Model: "sequential_2"
_________________________________________________________________
Layer (type)                 Output Shape              Param #   
=================================================================
embedding_lay (Embedding)    (None, 2, 8)              64        
_________________________________________________________________
flatten_1 (Flatten)          (None, 16)                0         
_________________________________________________________________
dense_1 (Dense)              (None, 1)                 17        
=================================================================
Total params: 81
Trainable params: 81
Non-trainable params: 0

model.fit(padded_seq,labels, verbose=1,epochs=20)
model.get_layer('embedding_lay').get_weights()

[array([[-0.0389936 , -0.0294274 ,  0.02361362,  0.01885288, -0.01246006,
         -0.01004354,  0.01321061, -0.02298149],
        [-0.01264734, -0.02058442,  0.0114141 , -0.02725944, -0.06267354,
          0.05148344, -0.02335678, -0.06039589],
        [ 0.0582506 ,  0.00020944, -0.04691287,  0.02985037,  0.02437406,
         -0.02782   ,  0.00378997,  0.01849808],
        [-0.01667434, -0.00078654, -0.04029636, -0.04981862,  0.01762467,
          0.06667487,  0.00302309,  0.02881355],
        [ 0.04509508, -0.01994639,  0.01837089, -0.00047283,  0.01141069,
         -0.06225454,  0.01198813,  0.02102971],
        [ 0.05014603,  0.04591557, -0.03119368,  0.04181939,  0.02837115,
         -0.01640332,  0.0577693 ,  0.01364574],
        [ 0.01948108, -0.04200416, -0.06589368, -0.05397511,  0.02729052,
          0.04164972, -0.03795817, -0.06763416],
        [ 0.01284658,  0.05563928, -0.026766  ,  0.03231764, -0.0441488 ,
         -0.02879154,  0.02092744,  0.01947528]], dtype=float32)]

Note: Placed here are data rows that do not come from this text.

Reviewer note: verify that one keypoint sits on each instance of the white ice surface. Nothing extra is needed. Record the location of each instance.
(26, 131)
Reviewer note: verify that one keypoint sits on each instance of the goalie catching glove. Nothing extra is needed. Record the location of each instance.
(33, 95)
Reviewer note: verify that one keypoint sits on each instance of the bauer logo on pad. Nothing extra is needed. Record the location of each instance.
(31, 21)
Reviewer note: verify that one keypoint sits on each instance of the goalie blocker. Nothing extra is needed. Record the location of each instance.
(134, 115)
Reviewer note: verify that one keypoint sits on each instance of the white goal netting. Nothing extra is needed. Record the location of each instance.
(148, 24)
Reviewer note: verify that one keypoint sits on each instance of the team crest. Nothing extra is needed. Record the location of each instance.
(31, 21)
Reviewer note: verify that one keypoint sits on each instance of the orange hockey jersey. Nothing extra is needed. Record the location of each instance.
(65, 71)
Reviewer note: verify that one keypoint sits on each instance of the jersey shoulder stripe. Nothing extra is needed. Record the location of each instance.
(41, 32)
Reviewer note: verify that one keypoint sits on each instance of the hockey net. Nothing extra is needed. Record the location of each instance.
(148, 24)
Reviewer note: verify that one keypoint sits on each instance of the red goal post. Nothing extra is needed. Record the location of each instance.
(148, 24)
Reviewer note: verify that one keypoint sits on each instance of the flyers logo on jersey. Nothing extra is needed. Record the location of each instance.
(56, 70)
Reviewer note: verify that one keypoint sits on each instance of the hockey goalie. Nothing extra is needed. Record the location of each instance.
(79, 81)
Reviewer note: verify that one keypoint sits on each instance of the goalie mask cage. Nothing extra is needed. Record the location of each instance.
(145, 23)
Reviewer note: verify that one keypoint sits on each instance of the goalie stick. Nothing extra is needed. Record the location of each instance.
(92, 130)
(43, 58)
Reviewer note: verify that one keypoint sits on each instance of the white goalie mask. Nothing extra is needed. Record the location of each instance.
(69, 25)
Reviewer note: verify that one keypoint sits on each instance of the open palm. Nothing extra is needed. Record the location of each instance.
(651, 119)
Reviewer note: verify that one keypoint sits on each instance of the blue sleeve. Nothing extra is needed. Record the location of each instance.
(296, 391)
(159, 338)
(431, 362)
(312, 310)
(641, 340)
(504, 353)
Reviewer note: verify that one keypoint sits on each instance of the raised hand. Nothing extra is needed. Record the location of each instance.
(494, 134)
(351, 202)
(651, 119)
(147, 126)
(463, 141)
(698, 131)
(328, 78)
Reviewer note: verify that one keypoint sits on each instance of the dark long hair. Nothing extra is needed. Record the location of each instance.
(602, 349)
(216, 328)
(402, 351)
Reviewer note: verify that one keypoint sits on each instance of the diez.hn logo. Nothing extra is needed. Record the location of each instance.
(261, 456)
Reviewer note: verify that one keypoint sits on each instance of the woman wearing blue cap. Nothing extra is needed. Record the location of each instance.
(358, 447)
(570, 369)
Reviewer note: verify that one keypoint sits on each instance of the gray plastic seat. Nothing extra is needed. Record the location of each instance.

So how do I get my 7 words vectors for instance for {1: 'work'...} from 8th vectors (rows) matrix and what does that 8th vector mean ? If I change vocab_size = len(tokenizer.index_word) - not adding (+1) then when trying to fit the model I'm getting size errors etc.


Solution

  • The Embedding layer uses tf.nn.embedding_lookup under the hood, which is zero-based by default. For example:

    import tensorflow as tf
    import numpy as np
    
    docs = ['Well done!',
                'Good work',
                'Great effort',
                'nice work']
    tokenizer = tf.keras.preprocessing.text.Tokenizer()
    tokenizer.fit_on_texts(docs)
    encoded_docs = tokenizer.texts_to_sequences(docs)
    max_seq_len = max(len(x) for x in encoded_docs) # max len is 2
    padded_seq = tf.keras.preprocessing.sequence.pad_sequences(sequences=encoded_docs,maxlen=max_seq_len,padding='post')
    embedding_size = 8
    
    tf.random.set_seed(111)
    
    # Create integer embeddings for demonstration purposes.
    embeddings = tf.cast(tf.random.uniform((7, embedding_size), minval=10,  maxval=20, dtype=tf.int32), dtype=tf.float32)
    
    print(padded_seq)
    
    tf.nn.embedding_lookup(embeddings, padded_seq)
    
    [[2 3]
     [4 1]
     [5 6]
     [7 1]]
    <tf.Tensor: shape=(4, 2, 8), dtype=float32, numpy=
    array([[[17., 11., 10., 16., 17., 16., 16., 17.],
            [18., 15., 13., 13., 18., 18., 10., 16.]],
    
           [[17., 16., 13., 12., 13., 15., 19., 14.],
            [12., 15., 12., 15., 10., 19., 15., 12.]],
    
           [[18., 15., 11., 13., 13., 13., 16., 10.],
            [18., 18., 11., 12., 10., 13., 14., 10.]],
    
        --> [[ 0.,  0.,  0.,  0.,  0.,  0.,  0.,  0.] <--,
            [12., 15., 12., 15., 10., 19., 15., 12.]]], dtype=float32)>
    

    Notice how the integer 7 is mapped to zero, because the tf.nn.embedding_lookup only knows how to map values from 0 to 6. That is the reason, you should use vocab_size = len(tokenizer.index_word)+1, since you want a meaningful vector for the integer 7:

    embeddings = tf.cast(tf.random.uniform((8, embedding_size), minval=10,  maxval=20, dtype=tf.int32), dtype=tf.float32)
    
    tf.nn.embedding_lookup(embeddings, padded_seq)
    

    The index 0 could then be reserved for unknown tokens, since your vocabulary starts from 1.